Every chapter pulls the reader in by the hand (as only an earthy Taurus could) and shows them a new way to enrich their homes. Chapters such as “Magic in the Mix” (which makes sense since Blakeney is of mixed-race—Black and Jewish—heritage), and “Wild for Pattern” are visual extravaganzas that surprise and delight. For example, one section of “Magic in the Mix” is labeled New Mexi-Copenhagen, a verbal mash-up between New Mexico and Copenhagen, Denmark, that mixes panels containing countryside homes, a local Danish florist teeming with greenery, and folk dolls. And the DIY projects included in the book, such as Make Your Own Tessellation, just reinforce Blakeney’s practical (and very Taurean) decorating philosophy. Readers will enjoy taking their décor, literally, into their own hands. 


One of my favorite chapters is “Outside Inside,” where Blakeney showcases how transformative plants can be to any living space. As in many other chapters, the author shares how she personally connects to the topic. “I still remember getting my very first houseplant,” she writes, “the bright pink quill shooting up from the plant’s center stopped me in my tracks.” For me, however, the places where the book shines are in her real-life experiences. In a section titled “Plants Can Heal,” she explores a visit to her parents’ friends’ home in Switzerland, where she met a child her age who had a room overflowing with plants. The girl was on the autism spectrum, and her parents explained how “foliage helped to soothe her.” In this vital moment, Blakeney looks beyond herself to be inclusive when considering what design really is and how it can provide comfort. Jungalow embraces the idea that design is much more than aesthetics. 

Ultimately, what I love about this book is that Blakeney makes me feel like I could jump right in and start sprucing up my own house tomorrow. Unlike other design books that make me feel inadequate or too poor to attempt their fancy designs, Blakeney’s book uses everything and the kitchen sink! She layers the room with colors, patterns, plant statues, and rugs, and isn’t afraid to borrow from the cultures and cities that call to her heart. While sampling from all these cultures to create something altogether-new is inspiring, it may also feel slightly overwhelming. But I believe the busyness of Jungalow’s styled lounges, courtyards, and living rooms is all a part of the author’s charm. Her lush book expertly teaches readers that a “home is so much more than a place to hold belongings and take shelter from the elements. Home is a sanctuary . . . a place to nourish the body, the soul, the mind, the heart.”

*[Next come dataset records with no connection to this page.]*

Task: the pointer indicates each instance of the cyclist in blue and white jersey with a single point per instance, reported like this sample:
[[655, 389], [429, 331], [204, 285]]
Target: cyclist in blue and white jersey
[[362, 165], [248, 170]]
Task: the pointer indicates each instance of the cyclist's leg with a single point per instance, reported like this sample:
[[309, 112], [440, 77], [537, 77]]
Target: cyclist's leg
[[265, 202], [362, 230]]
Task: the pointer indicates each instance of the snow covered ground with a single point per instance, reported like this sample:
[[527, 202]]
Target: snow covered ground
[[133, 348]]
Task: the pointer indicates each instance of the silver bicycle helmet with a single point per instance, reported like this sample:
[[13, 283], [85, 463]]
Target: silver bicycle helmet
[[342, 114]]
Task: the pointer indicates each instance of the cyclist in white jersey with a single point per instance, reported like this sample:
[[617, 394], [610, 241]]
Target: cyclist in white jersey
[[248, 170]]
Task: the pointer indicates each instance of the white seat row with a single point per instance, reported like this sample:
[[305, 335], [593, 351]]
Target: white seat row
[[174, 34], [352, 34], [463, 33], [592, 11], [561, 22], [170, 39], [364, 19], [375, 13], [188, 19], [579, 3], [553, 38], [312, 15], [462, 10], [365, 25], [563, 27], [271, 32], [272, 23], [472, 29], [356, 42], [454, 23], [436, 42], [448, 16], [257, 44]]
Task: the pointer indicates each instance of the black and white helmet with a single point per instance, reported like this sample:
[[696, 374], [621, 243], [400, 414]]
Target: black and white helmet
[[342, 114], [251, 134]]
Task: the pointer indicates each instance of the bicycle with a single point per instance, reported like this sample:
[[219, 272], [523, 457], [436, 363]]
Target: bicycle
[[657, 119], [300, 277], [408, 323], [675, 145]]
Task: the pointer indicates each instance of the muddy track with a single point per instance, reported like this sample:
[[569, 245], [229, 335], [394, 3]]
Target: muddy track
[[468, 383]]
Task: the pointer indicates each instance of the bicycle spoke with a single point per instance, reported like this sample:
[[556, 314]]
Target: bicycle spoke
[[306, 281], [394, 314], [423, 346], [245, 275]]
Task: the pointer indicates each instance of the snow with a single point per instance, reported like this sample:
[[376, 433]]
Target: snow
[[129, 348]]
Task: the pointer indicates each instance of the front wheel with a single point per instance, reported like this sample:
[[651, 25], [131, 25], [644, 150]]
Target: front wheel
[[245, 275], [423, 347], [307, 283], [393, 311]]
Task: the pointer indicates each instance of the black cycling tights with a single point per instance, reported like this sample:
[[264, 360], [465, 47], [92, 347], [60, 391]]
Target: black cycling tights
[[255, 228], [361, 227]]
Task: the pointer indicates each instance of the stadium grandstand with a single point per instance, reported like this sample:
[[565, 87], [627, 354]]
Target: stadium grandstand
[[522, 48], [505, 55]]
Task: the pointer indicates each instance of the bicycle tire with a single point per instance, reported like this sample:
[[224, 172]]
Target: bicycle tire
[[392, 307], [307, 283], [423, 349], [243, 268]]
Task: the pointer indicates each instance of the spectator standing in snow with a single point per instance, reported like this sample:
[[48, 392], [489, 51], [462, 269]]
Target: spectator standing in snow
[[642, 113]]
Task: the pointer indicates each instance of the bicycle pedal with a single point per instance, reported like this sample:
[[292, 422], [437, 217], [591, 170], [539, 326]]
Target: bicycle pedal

The Nine of Wands (creative fire) is the card for the collective this month. This card, which hails from the Motherpeace deck, means we are lit up with energy. Nines are always the last number before transformation. We are feverishly working on whatever projects are at hand. On this card, the woman in the picture is in the center of the nine torches extending from her body—such an intense heat that may spark worry about whether you can keep all the fires lit. The snakes next to her are tamed and represent her full control over her sexual energies. This card shows us that we are powerfully mastering our endeavors, but it also comes with a warning not to burn ourselves out. In a month where we have so many retrogrades suggesting that we review, it’s important not to push too hard. Continuously fueling our passions is important, but let’s also remember to rest when our plates get too full.